The financial media has been on fire with frightening stories about the pending fiscal cliff due to begin on Jan. 1, 2013. The fear in the market is strongly reflected by a drop of more than 900 points in the Dow Jones Industrial Average since mid September.
But markets are driven by perception, not reality.
The fiscal cliff refers to the automatic spending cuts and expiration of the Bush-era tax cuts that are set to take effect in the beginning of 2013, if Congress doesn't reverse these looming fiscal policies. On the one hand, these policies are designed to reduce the federal budget deficit and improve the economy in the long term. On the other, they could potentially drive the country into a recession next year, as spending cuts and tax increases would be an added drag to the already-weak economic expansion.
But the real question is: Are these spending cuts and tax increases really going to happen? I don't think so.
Congress will likely have a short-term solution by the Dec. 31, or at the very least, will be able to extend this deadline. Political experts are on both sides of the fence, and everyone else seems to have their own opinion of the situation.
But investors like you and me shouldn't fret. After all, there will be opportunities to profit, regardless of what happens. In fact, I came up with a handful of stocks we should be watching depending on which scenario pans out.
Scenario 1: Congress doesn't come up with a plan, and the fiscal cliff happens as expected
Clearly, the fiscal cliff will have a negative effect on the stock market. Stocks will likely have a difficult time gaining traction at the start of 2013. The new tax laws will take the current 15% dividend tax rate up to about 39%. Remember, for the past 12 years, taxpayers in the 10% or 15% tax bracket haven't had to pay any federal income tax on long-term capital gains, while individuals in higher tax brackets have paid a 15% tax on long-term capital gains. This means the dividend taxes will likely result in a migration away from dividend-paying stocks to more growth-oriented stocks in an effort to avoid the increased taxes.

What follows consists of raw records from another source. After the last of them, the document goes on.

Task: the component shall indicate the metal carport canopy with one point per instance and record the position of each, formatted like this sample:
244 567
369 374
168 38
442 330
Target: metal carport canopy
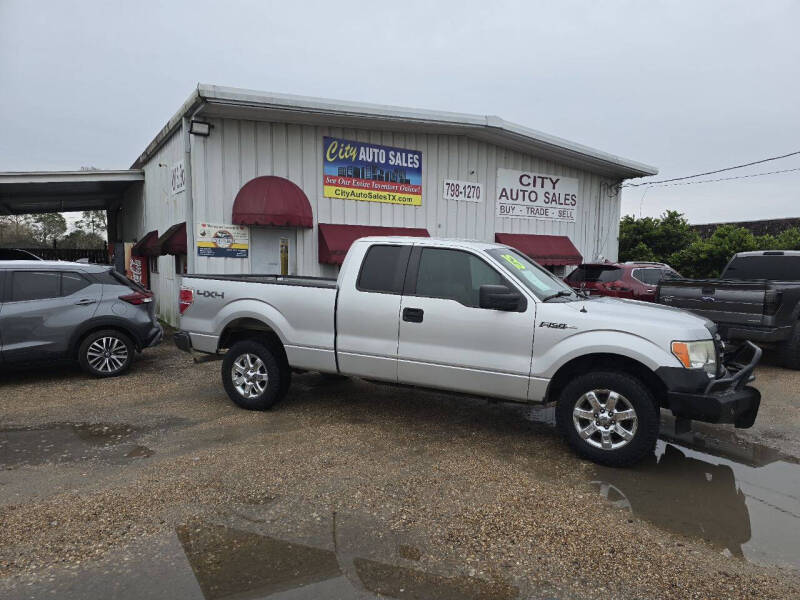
64 191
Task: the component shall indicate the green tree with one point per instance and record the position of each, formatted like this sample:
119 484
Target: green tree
655 239
92 221
78 238
17 230
49 227
705 258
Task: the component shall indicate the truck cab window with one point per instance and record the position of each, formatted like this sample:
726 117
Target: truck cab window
649 276
454 275
384 269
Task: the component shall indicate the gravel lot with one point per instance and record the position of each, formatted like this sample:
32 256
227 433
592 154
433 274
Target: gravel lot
155 485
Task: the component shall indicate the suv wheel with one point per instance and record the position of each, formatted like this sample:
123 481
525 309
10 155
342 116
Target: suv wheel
609 417
254 375
106 353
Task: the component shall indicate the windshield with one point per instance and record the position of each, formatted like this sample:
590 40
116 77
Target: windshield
537 279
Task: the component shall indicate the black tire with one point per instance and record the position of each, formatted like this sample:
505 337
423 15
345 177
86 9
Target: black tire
278 375
106 353
789 351
634 394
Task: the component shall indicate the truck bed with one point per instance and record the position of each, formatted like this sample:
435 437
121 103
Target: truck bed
721 300
321 282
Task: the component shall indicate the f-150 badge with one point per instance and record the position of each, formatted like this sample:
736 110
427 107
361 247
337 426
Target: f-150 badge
553 325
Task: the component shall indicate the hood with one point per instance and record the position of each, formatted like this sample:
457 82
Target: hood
634 315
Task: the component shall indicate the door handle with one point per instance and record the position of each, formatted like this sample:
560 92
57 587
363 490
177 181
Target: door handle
413 315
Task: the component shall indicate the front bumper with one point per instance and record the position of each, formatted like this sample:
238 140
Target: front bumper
725 399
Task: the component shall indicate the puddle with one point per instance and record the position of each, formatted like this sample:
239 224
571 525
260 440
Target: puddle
739 496
293 552
748 511
233 563
69 442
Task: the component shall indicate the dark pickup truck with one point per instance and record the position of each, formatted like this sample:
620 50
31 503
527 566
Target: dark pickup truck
757 298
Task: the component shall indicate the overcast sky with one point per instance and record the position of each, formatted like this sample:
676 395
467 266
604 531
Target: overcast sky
685 86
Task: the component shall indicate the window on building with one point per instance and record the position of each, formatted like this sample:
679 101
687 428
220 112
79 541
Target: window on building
454 275
384 269
180 264
35 285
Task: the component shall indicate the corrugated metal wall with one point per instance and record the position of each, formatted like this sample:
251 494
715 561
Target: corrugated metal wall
154 206
239 150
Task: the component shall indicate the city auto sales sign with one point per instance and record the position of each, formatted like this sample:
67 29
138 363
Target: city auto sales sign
526 195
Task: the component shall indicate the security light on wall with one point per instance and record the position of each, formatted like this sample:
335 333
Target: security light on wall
200 128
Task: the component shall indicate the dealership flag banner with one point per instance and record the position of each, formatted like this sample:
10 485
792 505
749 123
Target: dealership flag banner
229 241
526 195
371 173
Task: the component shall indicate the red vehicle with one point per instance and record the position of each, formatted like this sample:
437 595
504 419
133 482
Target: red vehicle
636 280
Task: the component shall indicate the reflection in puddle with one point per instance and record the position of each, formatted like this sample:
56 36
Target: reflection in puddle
742 497
233 563
69 442
752 512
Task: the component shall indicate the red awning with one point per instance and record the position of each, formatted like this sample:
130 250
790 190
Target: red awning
272 200
335 240
544 249
174 240
147 246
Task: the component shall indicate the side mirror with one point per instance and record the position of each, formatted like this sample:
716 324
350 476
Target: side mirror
500 297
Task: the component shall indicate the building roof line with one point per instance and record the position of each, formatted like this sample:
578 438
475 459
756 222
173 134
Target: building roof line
489 128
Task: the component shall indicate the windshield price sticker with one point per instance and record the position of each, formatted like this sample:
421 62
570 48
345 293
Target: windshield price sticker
513 262
462 190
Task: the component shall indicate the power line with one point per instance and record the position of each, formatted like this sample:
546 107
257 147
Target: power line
725 178
756 162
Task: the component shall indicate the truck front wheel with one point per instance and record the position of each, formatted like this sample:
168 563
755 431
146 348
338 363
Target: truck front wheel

In addition, strategies to avoid taxes will definitely come back into vogue. In this sense, life insurance will likely become popular as a tool to dodge taxes. Life insurance enables investors to transfer wealth while legally avoiding income taxes. In addition, money grows tax-deferred inside a life insurance policy. This means life insurance companies such as American International Group (NYSE: AIG) and Hartford Financial (NYSE: HIG) will likely benefit from this scenario. Financial service companies such as HR Block (NYSE: HRB) should also benefit as investors scramble for advice on how to rebalance their portfolios.
Scenario 2: Congress comes up with a short-term solution and the fiscal cliff doesn't happen or is delayed
I think this is a more likely scenario. Many stocks have been pushed lower simply because of fears of the fiscal cliff. But once Congress averts or delays the fiscal cliff, a relief rally in the stocks pressured lower will likely occur.
If you look back to August 2011 when Congress waited for the last minute to increase the debt ceiling, there was massive volatility in the equity markets. Investors who bought into stocks while they were at their lows made huge profits. The stock market jumped higher when Federal Reserve Chairman Ben Bernanke simply stated a deal may be pending to solve the crisis. Just imagine the bullish buying triggered when the solution is worked out. This is particularly true in fundamentally solid stocks that have been beat down for no other reason.
Under this scenario, two stocks in particular are poised to profit...
1. Verizon (NYSE: VZ)
This telecom company reported strong earnings during the third quarter of the year to 64 cents a share, almost in line with the same period last year. Fourth-quarter earnings are expected to grow 13.4% year over year to 59 cents a share. But because of fiscal cliff fears, the stock plunged in November to $40 prior to bouncing back to around $43 a share.
2. GNC Holdings (NYSE: GNC)
The health food chain recently posted better-than-expected earnings of 61 cents a share during the third quarter, a slight 5% improvement from the year-ago period. The stock is projected to earn 46 cents a share in the fourth quarter, a nice 32% increase year over year.
Yet fiscal cliff worries pressured shares 7.8% lower so far in November. Once these concerns are gone, this stock could easily go above $40 a share.
Risks to Consider: Regardless of what has happened in the past, the stock market often surprises everyone with its reaction to economic events. And sometimes, what we least expect happens.
Action to Take -- > No matter the possible outcomes, it's important to stay tuned for any financial news that could compromise your portfolio.
But if you agree with me that the fiscal cliff is an overblown hype and will be solved soon, then investing in beat-down but fundamentally strong stocks makes solid sense. If you believe the fiscal cliff may actually occur, then investing in stocks poised to profit from tax increase and spending cuts is the smart choice.